Signs, Symptoms, and Treatment Side Effects

A number of signs, symptoms, and treatment side effects were reported in the literature. Participants noted how frequently these experiences would “flare,” leading to “good days” and “bad days,” and distinct “episodes” of the disease [18, 20]. Patients reported that IgAN was a very unpredictable disease making it difficult to plan activities and causing stress and worry [18].

Fatigue

Fatigue was reported frequently by patients in the literature [16,17,18,19,20], and was the symptom most frequently experienced by polled audience members at the “Voice of the Patient” meeting [18]. Patients described fatigue as both a physical and mental experience, using words or descriptions such as “tired” [18, 20], “lack of energy” [16, 17], “constant weariness” [18], “exhaustion” [18], being “mentally and/or physically drained” [18], being “filled with lead” [18], or feeling like you have been “hit by a ton of bricks”. Patients described difficulties with maintaining focus on daily tasks, not being “mentally sharp”, and taking significantly longer periods of time to carry out tasks that require concentration. Fatigue was also named during the “Voice of the Patient” meeting to be the symptom that most negatively impacts daily life [18], and reported to interfere with basic activities of daily living (ADLs) [18]. Fatigue limited the ability to exercise [16, 18], impacted patients’ ability to work [18, 19], and increased the need for sleep—both at night and during the day [18]. While fatigue was reported as a general symptom of IgAN, some patients also attributed fatigue to corticosteroid and/or blood pressure treatment [18].

Brain Fog

Patients described experiencing “brain/mental fog”, which appeared to be closely related to fatigue, although limited descriptions in the literature made it difficult to determine if it was a component of fatigue, such as feeling tired, or lacking energy, or a separate experience.

Urinary Problems

Dark-colored urine (hematuria) and foamy urine (proteinuria) were commonly reported by patients as a symptom, and were often the initial trigger for seeking diagnosis [18, 20]. Some patients likened their urine color to the color of Coca-Cola [18, 20] or “dark tea” [18, 20]. These urinary problems could be a constant reminder of the condition, causing depressive feelings [18]. Other concerns reported included frequent urination (both as a symptom of IgAN and also a side effect of diuretic medications to treat fluid-retention) [18], painful urination [18], and a feeling that the bladder was never fully empty [18], although these last two concepts were not widely reported and may be individual experiences not associated with the broader patient population. Urinary problems were not an option during audience polling at the “Voice of the Patient” meeting to determine the bothersome symptoms of IgAN, but they were named by one meeting participant as particularly bothersome [18], and were amongst the symptoms most frequently reported throughout the literature.

Sleep Problems

Patients reported a spectrum of sleep problems caused by IgAN including excessive sleeping [18], restless/low-quality sleep [16, 18, 20], difficulty sleeping, and insomnia [18]. Restless sleep and insomnia seemed to be also attributed to treatment [18, 20]. Some patients also reported they had received a clinical diagnosis of sleep apnea in relation to their IgAN or IgAN treatments [18]. Sleep problems were not an option during audience polling at the “Voice of the Patient” meeting to determine the bothersome symptoms of IgAN, but were named by individuals in the literature as particularly bothersome [18, 20], and were amongst the symptoms most frequently reported throughout the literature.
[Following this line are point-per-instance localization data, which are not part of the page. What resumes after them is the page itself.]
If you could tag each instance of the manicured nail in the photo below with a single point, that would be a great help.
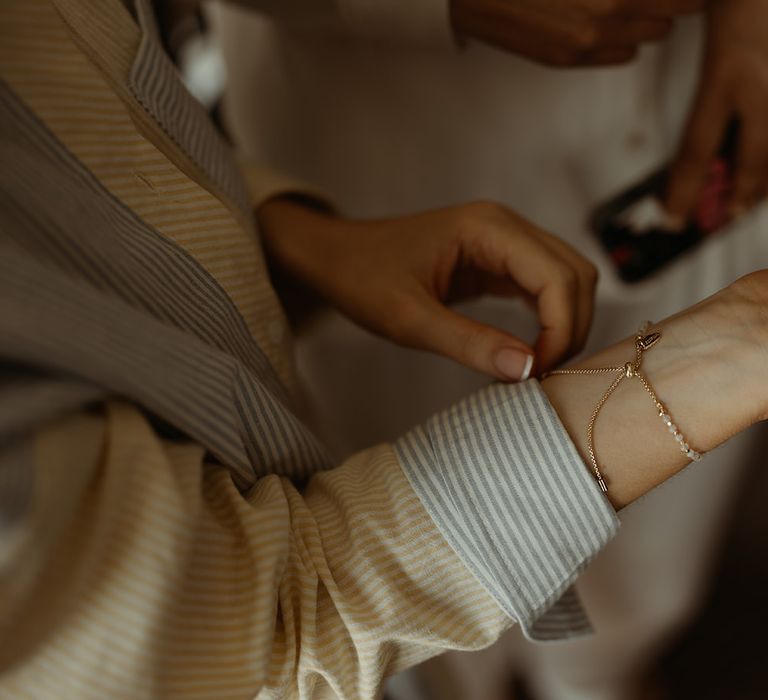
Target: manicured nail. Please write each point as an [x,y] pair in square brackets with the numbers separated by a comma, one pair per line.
[737,211]
[673,222]
[514,364]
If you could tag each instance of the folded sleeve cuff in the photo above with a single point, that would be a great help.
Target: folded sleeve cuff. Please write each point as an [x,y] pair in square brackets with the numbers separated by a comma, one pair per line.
[507,488]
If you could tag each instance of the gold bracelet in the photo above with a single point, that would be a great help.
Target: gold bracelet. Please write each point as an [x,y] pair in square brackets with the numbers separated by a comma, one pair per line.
[644,340]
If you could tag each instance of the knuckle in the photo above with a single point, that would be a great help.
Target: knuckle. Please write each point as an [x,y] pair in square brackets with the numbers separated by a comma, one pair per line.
[483,209]
[586,37]
[405,322]
[477,215]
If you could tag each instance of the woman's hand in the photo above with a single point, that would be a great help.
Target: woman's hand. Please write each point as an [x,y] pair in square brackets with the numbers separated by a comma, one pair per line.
[733,84]
[710,369]
[396,277]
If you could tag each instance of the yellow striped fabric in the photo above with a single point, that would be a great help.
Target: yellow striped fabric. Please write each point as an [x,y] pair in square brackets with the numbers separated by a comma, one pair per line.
[146,573]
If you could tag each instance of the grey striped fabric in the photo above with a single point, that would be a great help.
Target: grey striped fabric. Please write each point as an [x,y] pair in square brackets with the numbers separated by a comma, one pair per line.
[512,496]
[89,290]
[91,294]
[155,83]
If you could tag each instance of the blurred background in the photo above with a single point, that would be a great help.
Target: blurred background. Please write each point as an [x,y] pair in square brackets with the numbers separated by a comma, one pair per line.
[392,122]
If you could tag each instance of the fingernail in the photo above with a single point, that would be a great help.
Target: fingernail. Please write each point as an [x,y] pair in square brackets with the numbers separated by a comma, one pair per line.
[737,211]
[514,364]
[673,222]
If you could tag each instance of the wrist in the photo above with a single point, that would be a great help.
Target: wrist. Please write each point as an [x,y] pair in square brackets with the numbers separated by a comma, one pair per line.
[708,369]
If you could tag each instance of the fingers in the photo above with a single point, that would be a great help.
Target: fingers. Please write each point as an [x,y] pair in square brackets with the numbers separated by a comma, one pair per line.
[700,143]
[585,293]
[559,280]
[429,325]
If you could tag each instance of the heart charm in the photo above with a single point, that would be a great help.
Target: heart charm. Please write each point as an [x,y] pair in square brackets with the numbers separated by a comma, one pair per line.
[648,341]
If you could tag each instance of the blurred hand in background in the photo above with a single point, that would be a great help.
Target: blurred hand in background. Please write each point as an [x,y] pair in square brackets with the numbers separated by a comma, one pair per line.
[733,85]
[569,32]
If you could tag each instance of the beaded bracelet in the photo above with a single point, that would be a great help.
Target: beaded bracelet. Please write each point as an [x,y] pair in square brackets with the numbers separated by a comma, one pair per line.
[644,340]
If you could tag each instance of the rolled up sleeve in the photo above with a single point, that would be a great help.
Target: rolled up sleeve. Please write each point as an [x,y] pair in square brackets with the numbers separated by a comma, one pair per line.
[508,490]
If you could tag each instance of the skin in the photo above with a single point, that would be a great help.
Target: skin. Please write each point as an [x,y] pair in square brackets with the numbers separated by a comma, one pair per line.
[568,33]
[734,84]
[709,368]
[396,277]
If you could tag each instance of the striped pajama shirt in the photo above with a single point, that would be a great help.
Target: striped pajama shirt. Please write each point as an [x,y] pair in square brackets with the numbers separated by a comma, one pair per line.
[169,526]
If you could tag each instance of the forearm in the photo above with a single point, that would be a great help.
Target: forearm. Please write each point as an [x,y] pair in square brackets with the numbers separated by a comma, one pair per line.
[706,369]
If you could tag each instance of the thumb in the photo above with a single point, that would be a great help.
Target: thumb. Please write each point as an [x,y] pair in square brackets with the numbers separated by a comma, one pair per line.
[476,345]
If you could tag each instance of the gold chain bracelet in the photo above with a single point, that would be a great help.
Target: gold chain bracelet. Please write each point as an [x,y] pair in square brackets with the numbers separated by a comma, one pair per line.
[644,340]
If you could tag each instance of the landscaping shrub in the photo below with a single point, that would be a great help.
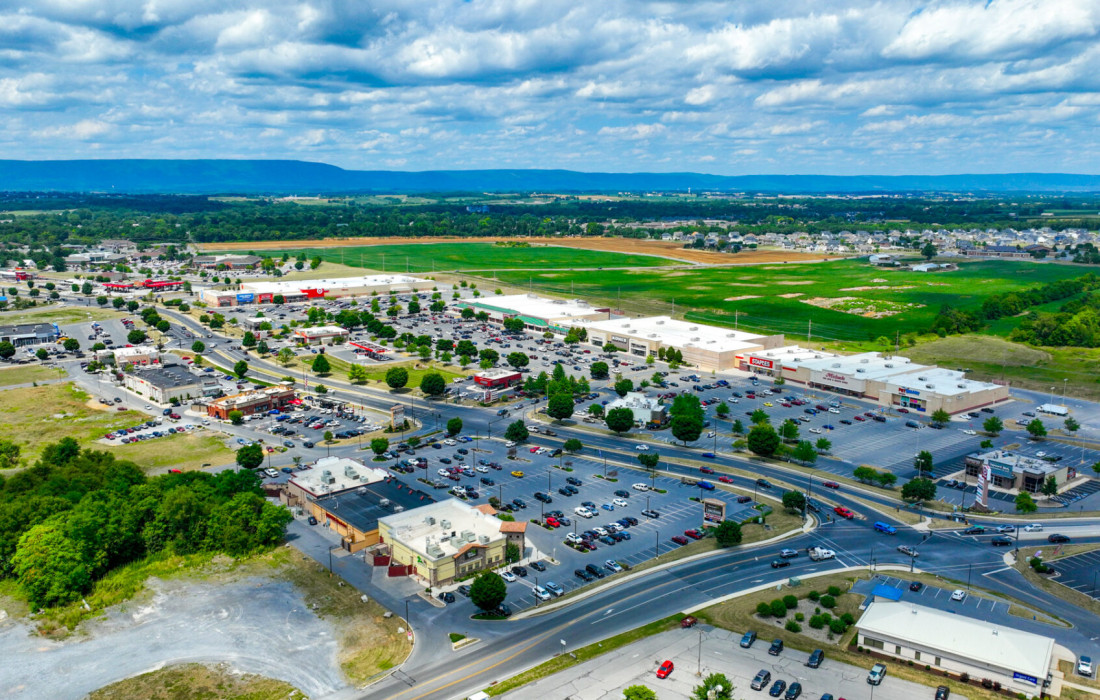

Swelling/Puffiness (Edema)

Swelling or “puffiness” in the face, legs, feet, and ankles was commonly reported by patients, both as a symptom of IgAN and a side effect of corticosteroid treatment [16, 18]. This concept was ranked fourth of the symptoms that most negatively impact daily life during audience polling at the Voice of the Patient meeting, with participants describing how it affects self-esteem and causes mobility difficulties [18].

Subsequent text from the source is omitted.